Garza gets it right that despite the need for fertility treatments increasing, it's not necessarily becoming more affordable along with demand. There's always a newer, better technology to be bought and paid for that increases the likelihood of success: embryo selection, assisted hatching etc.
While procreating used to be no more expensive than the price of a few tequila shots (joke), as the trend for delayed parenthood grows and many of us are leaving it "too late" for natural conception, fertility is now a multi-million dollar industry in and of itself. As such, Garza argues, "fertility treatments threaten to reinforce existing class divides as they climb in price."
But the answer is not to bash new technologies striving for progress. That's kind of like saying the computer should never have been invented because people who can't afford one miss out on its learning benefits, hampering social mobility. We didn't ban Microsoft. We improved, refined, made computers cheaper until over time the price point was more accessible.

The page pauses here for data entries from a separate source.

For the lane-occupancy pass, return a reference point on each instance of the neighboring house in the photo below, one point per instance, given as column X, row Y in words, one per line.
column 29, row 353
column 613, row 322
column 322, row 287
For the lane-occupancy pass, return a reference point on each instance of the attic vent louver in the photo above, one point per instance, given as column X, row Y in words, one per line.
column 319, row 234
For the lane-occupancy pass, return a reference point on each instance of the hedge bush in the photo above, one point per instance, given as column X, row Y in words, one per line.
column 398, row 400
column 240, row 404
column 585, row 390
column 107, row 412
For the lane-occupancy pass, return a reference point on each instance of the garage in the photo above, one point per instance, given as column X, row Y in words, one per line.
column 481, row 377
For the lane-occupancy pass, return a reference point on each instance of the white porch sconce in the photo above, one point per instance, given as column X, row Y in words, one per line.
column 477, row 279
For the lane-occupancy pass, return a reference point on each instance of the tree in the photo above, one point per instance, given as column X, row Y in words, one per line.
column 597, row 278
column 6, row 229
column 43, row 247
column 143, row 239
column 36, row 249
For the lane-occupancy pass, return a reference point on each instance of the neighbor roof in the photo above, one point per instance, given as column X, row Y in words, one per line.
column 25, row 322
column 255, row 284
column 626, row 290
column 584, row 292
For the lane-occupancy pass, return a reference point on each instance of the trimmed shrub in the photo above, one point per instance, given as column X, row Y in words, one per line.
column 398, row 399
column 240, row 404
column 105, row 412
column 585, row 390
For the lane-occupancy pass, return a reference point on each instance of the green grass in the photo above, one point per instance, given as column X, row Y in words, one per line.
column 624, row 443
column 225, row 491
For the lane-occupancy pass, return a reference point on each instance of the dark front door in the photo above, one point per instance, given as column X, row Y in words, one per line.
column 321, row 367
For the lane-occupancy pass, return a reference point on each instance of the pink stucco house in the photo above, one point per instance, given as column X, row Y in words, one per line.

And, really, when have fertility treatments actually been affordable? Nascent tech always comes at a price, whatever the field. And when it comes to fertility treatment, part of the reason we see sky high costs is the cumulative rounds of treatment needed to result in a pregnancy. Despite the average age of people receiving fertility treatment rising, this is actually falling. Embryologists have got a lot better at their jobs, meaning higher success rates. A higher success rate in one cycle of IVF equals fewer cycles needed on average, which equals, yup...MORE affordable treatment overall.
And why have success rates improved? Because companies like Future Fertility pour money into research that results in new techniques and equipment. Let's take "rapid vitrification", for instance. Scientists used to freeze eggs and embryos using an older "slow vitrification" technique. Since the invention and implementation of the new, better processes, their ability to successfully freeze and thaw eggs and embryos has come on leaps and bounds, giving hopeful people a better shot at biological parenthood.
But that wouldn't have happened without investment, R&D and, ultimately, an industry driving it. Put plainly, coming up with new healthcare technologies is expensive. Once its widely used, the pricing becomes more competitive.
Infertility sucks. There's no way around that fact. And it sucks even more that people who can't afford it don't have the option of fertility treatment.
But as one commenter on the Jezebel piece put it:
"The invention of an algorithm to determine if an egg is viable is a godsend. We paid for 5 rounds of IVF, but only one worked. If something could have better predicted which ones would succeed, it would have saved us a large amount of money and time."
No doubt, as things stand in the US, it is a privileged few who can afford to have a procedure like egg freezing or IVF, or to access insurance that will cover it.
But what we need is more innovation, not less. Start-ups that make the treatment process shorter and more reliable ultimately do make it more affordable.
Meanwhile, thanks to regressive maternity policies and a healthcare system that fails to include so many, having kids at all is becoming an expensive luxury, not purely having them via assisted reproductive technologies. Perhaps commentators should be turning their attention to that first?